Hold your mouse over the square. When it turns into a hand, drag it slowly toward the top center handle. As you drag it you’ll see the corners of your text box begin to round.
The closer you get to the center handle, the more round your box will become. You’ll first see slightly rounded corners, then the text box will become oblong pill-shaped, and finally oval-shaped.
In the following image you can see the square has been moved from the corner toward the center. The corners of the text box are rounded.
Bonus tip #1: Using vertical text in front of an image in OpenOffice Writer
You can use vertical text in which the text in your text box is on its side. In that case, the text can be read by tilting your head and reading from top to bottom or bottom to top.
- Use the instructions above to create your text box and type in the text.
- Select the box by clicking on it once.
- In the Drawing Object Properties Panel, be sure the bottom section labeled Position and Size is open.
- In the Rotation area you’ll see a setting that says 0.00 degrees (if this is the first time you’ve adjusted this setting).
- 90.0 degrees will set it to read from bottom to top. 180.0 degrees will turn your text upside down. 270.0 degrees will set your text to read from top to bottom.
You can enter the amount manually by typing it in the box. You can also click the white downward-pointing arrow on a blue background to reveal some preset percentages you can choose.
In the Rotation area of the Drawing Object Properties Panel there is also a circle that looks like a clock with one hand. Place your mouse at the end of the “clock hand” and drag it around the circle to rotate the text box to any point along the circle.
Note: You may have heard that there is a vertical text box available in OpenOffice Writer. It is true that such a box is available. In my experience it seems to work fine in Windows but is problematic on Mac computers. It requires making some changes to your language settings in Preferences/Options on Windows and MacOS. I find that it is not worth the trouble, especially considering that you can get the same result by just drawing a basic text box from the Drawing Toolbar, then rotate it 90 or 270 degrees depending upon which direction you wish to read the text..

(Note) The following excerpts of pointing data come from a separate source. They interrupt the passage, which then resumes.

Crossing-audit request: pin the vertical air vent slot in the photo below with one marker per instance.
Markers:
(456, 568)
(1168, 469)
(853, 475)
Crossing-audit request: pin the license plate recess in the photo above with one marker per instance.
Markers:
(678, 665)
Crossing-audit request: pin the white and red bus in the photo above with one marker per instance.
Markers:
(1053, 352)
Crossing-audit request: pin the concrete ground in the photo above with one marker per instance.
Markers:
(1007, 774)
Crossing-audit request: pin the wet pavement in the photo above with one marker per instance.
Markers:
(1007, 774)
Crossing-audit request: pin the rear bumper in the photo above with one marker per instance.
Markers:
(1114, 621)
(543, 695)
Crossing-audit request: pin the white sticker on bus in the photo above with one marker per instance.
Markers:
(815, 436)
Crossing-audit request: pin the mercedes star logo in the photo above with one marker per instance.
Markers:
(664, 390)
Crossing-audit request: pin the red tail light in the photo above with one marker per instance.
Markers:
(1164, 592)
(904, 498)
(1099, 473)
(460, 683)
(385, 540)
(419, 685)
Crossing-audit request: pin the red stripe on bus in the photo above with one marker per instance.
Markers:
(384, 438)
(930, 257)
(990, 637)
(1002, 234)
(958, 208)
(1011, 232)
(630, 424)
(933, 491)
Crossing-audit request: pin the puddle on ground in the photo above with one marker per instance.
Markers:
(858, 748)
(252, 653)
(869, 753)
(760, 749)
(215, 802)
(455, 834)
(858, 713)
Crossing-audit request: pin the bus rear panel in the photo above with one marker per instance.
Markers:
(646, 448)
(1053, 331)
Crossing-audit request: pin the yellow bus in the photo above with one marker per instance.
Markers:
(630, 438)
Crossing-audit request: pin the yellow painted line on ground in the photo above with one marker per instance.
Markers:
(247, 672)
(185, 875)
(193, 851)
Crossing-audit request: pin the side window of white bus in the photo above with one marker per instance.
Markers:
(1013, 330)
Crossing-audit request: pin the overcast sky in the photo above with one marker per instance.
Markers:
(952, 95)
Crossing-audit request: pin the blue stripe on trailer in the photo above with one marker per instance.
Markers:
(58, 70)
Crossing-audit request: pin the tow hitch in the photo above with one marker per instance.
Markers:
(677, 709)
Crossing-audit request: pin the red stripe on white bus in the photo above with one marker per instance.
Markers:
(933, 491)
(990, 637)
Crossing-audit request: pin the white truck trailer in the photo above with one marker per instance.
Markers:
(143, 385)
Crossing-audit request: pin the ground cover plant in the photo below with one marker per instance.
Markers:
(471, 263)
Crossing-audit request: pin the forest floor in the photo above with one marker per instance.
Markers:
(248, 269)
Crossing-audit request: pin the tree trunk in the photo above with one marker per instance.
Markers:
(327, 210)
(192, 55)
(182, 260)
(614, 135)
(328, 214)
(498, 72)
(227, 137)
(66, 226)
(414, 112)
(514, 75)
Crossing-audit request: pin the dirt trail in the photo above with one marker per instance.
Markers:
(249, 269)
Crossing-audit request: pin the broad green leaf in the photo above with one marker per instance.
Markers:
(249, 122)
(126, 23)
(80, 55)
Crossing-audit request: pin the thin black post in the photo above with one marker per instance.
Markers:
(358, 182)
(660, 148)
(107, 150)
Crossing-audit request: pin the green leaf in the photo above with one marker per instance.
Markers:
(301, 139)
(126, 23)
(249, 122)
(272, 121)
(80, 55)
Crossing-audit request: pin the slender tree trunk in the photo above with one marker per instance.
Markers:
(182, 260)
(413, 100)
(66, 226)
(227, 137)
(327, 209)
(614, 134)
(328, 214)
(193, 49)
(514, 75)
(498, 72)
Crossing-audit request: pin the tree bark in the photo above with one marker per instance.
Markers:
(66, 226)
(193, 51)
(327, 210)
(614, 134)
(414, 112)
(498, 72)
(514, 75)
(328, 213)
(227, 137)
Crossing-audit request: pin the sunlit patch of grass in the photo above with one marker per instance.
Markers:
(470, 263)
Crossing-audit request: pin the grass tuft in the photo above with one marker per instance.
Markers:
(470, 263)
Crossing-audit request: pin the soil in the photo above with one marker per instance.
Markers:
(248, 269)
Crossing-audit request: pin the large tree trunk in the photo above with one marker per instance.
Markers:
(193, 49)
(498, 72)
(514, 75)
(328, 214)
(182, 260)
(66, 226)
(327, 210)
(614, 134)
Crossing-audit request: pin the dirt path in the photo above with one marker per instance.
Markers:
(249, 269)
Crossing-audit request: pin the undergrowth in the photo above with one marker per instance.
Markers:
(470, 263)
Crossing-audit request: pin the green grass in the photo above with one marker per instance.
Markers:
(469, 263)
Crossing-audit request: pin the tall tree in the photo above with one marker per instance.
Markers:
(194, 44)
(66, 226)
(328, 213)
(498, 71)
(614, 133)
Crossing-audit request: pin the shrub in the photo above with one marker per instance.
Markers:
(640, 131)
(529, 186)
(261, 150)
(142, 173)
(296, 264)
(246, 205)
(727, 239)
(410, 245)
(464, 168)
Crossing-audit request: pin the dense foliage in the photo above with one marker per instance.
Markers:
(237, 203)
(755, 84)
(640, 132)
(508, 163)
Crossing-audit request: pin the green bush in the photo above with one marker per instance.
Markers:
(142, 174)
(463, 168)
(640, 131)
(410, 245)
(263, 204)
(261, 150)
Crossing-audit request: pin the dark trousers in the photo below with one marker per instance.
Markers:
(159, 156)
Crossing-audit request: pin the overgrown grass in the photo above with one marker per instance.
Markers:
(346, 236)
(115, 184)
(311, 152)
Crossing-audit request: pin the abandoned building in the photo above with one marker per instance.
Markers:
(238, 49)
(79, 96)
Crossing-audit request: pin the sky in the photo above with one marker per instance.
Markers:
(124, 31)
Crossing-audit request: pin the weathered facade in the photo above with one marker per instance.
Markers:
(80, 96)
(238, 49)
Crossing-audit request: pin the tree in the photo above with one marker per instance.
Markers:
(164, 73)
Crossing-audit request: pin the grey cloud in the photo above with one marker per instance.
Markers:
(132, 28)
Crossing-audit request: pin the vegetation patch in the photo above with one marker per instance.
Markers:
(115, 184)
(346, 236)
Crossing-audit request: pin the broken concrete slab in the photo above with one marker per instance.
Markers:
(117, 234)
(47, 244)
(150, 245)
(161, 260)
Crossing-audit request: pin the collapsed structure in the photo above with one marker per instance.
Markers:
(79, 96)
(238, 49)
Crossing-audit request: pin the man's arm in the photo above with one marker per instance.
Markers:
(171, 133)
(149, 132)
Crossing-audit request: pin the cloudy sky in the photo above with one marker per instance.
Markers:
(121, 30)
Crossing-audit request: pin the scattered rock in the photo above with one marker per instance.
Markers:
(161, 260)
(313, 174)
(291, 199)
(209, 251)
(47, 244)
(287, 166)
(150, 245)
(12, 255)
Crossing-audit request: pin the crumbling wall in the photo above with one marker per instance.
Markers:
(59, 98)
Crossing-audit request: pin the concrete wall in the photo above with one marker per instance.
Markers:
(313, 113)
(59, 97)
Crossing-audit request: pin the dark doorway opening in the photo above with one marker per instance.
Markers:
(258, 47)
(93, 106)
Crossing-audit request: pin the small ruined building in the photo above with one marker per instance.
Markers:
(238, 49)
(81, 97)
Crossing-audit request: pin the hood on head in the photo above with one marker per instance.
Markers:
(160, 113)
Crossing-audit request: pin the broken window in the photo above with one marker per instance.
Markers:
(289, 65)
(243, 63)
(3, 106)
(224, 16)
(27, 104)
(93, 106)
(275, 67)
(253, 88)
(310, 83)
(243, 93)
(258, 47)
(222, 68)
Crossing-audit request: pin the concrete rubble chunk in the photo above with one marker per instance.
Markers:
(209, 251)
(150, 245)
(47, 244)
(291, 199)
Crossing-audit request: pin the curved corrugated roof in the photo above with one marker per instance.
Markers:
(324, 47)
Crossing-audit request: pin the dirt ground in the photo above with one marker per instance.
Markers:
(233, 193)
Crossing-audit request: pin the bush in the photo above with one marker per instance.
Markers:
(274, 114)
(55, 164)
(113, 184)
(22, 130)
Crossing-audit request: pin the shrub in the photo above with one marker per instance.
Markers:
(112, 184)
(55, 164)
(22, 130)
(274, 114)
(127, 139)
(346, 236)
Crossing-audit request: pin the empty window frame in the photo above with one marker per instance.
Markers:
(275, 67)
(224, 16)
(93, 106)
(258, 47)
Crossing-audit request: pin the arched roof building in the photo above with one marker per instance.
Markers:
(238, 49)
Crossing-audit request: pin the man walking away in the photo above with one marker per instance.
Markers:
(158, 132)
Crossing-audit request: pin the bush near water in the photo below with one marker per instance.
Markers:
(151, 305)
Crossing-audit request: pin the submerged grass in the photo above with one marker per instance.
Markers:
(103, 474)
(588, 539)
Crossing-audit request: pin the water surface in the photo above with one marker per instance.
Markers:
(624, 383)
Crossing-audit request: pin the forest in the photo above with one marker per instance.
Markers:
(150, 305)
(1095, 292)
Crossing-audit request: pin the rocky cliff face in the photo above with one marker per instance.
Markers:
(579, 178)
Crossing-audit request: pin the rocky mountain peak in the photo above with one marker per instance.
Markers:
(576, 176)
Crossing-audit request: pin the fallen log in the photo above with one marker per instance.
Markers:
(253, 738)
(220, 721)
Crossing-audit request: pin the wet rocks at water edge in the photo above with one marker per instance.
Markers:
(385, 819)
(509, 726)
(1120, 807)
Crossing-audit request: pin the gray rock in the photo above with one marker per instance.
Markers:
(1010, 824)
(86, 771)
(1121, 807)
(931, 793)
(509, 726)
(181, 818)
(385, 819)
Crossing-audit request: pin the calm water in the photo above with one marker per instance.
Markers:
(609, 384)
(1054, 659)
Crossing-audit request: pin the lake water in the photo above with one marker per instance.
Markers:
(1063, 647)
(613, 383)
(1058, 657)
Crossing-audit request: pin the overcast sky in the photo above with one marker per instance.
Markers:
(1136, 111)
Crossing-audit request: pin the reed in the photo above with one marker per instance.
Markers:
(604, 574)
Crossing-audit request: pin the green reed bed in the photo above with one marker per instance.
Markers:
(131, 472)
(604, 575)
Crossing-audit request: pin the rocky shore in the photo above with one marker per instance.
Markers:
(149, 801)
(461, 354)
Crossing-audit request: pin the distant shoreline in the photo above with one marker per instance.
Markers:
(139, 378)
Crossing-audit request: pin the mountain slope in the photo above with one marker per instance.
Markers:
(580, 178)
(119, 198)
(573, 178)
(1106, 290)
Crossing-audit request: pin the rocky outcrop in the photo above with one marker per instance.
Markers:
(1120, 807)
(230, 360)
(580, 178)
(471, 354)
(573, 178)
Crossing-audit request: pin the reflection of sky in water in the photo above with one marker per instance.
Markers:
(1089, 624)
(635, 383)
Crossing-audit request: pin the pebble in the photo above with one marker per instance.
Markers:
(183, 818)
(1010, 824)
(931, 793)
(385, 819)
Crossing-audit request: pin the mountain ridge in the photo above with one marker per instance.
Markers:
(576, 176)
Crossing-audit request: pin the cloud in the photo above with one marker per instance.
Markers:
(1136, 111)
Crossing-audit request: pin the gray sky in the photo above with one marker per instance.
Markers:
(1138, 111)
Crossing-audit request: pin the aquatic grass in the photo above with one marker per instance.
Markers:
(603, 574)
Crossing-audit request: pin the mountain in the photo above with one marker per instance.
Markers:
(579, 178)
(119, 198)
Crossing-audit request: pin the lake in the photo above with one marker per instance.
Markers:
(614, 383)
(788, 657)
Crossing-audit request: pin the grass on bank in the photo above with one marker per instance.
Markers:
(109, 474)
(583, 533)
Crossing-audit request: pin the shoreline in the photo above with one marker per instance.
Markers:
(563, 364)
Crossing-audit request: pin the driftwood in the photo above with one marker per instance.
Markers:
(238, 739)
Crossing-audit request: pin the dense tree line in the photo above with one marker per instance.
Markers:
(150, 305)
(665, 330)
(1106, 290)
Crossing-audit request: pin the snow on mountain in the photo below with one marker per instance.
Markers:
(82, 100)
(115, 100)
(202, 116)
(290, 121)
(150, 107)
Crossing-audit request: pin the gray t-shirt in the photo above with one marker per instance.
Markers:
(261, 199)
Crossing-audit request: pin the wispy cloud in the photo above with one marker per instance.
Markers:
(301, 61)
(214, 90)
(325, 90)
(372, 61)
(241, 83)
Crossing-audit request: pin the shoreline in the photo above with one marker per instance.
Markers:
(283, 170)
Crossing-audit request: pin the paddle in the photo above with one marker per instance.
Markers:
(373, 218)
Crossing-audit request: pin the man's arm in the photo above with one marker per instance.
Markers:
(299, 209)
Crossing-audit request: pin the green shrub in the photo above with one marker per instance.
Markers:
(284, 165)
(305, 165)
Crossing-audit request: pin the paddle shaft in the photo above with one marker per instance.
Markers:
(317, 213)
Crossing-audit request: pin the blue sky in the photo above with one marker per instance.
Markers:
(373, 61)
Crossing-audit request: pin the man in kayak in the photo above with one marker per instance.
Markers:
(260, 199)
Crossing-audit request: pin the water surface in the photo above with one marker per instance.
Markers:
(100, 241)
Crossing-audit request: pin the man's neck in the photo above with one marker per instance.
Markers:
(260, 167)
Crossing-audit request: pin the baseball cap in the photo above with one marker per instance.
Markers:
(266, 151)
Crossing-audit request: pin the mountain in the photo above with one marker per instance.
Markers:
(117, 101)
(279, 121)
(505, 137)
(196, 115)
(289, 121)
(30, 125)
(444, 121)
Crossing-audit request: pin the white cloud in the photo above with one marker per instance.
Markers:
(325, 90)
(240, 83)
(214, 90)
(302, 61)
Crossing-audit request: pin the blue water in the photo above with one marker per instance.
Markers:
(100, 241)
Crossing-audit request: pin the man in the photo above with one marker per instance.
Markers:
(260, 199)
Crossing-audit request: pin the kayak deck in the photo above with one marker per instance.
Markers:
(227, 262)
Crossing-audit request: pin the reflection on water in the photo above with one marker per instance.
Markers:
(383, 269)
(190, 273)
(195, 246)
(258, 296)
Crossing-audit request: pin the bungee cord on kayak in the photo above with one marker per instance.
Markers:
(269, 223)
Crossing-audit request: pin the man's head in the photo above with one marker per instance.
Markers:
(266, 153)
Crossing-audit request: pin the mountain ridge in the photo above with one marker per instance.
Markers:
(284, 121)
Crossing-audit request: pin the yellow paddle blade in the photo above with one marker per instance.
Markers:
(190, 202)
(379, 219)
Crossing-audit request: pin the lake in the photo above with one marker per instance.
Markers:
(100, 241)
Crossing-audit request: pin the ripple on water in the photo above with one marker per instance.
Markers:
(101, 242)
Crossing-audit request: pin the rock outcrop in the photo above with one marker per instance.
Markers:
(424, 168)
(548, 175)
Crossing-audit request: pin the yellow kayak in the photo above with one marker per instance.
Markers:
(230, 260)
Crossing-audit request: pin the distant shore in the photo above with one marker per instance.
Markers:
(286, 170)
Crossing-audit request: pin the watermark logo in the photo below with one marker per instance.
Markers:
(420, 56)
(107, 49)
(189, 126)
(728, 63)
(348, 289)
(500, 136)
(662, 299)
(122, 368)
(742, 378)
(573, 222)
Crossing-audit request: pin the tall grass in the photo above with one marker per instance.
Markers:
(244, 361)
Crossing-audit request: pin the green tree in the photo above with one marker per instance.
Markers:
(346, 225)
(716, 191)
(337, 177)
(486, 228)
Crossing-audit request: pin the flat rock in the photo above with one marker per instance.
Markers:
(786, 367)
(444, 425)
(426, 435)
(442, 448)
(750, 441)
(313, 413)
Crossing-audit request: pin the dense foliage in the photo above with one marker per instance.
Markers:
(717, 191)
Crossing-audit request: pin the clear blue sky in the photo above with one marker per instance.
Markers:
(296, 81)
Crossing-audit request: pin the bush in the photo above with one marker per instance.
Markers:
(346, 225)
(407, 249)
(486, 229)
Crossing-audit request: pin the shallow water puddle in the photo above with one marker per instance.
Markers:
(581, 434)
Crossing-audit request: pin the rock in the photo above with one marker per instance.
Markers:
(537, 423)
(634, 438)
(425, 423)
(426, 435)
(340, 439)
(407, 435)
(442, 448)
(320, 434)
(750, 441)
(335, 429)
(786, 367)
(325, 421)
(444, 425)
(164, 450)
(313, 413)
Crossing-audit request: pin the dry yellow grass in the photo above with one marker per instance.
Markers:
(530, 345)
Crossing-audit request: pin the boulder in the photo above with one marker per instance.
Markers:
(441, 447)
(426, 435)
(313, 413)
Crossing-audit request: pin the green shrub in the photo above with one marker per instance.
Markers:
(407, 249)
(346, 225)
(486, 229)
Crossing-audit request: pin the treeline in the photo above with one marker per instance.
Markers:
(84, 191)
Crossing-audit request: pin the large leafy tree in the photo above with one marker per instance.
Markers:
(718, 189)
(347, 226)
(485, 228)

Bonus tip #2: Using stacked text in front of an image in OpenOffice Writer
You can also create your text box with stacked text where the letters are stacked on top of each other.
One way you can do that is to type your letters out in the text box then move the left and right sizing handles inward until all letters are forced to appear one below the other.
You will have better results with centering stacked text if you type the letters in one at a time and use Shift + Return to move down to the next character. Do this even for spaces between words. Otherwise, your words will run together. You can then select all of the text and center it.
Using the instructions you’ve just read, you should find it easy to have text attractively placed in front of an image in OpenOffice Writer. If it seems a bit difficult at first, go through the steps again. You’ll soon find yourself placing text in front of images with no trouble at all.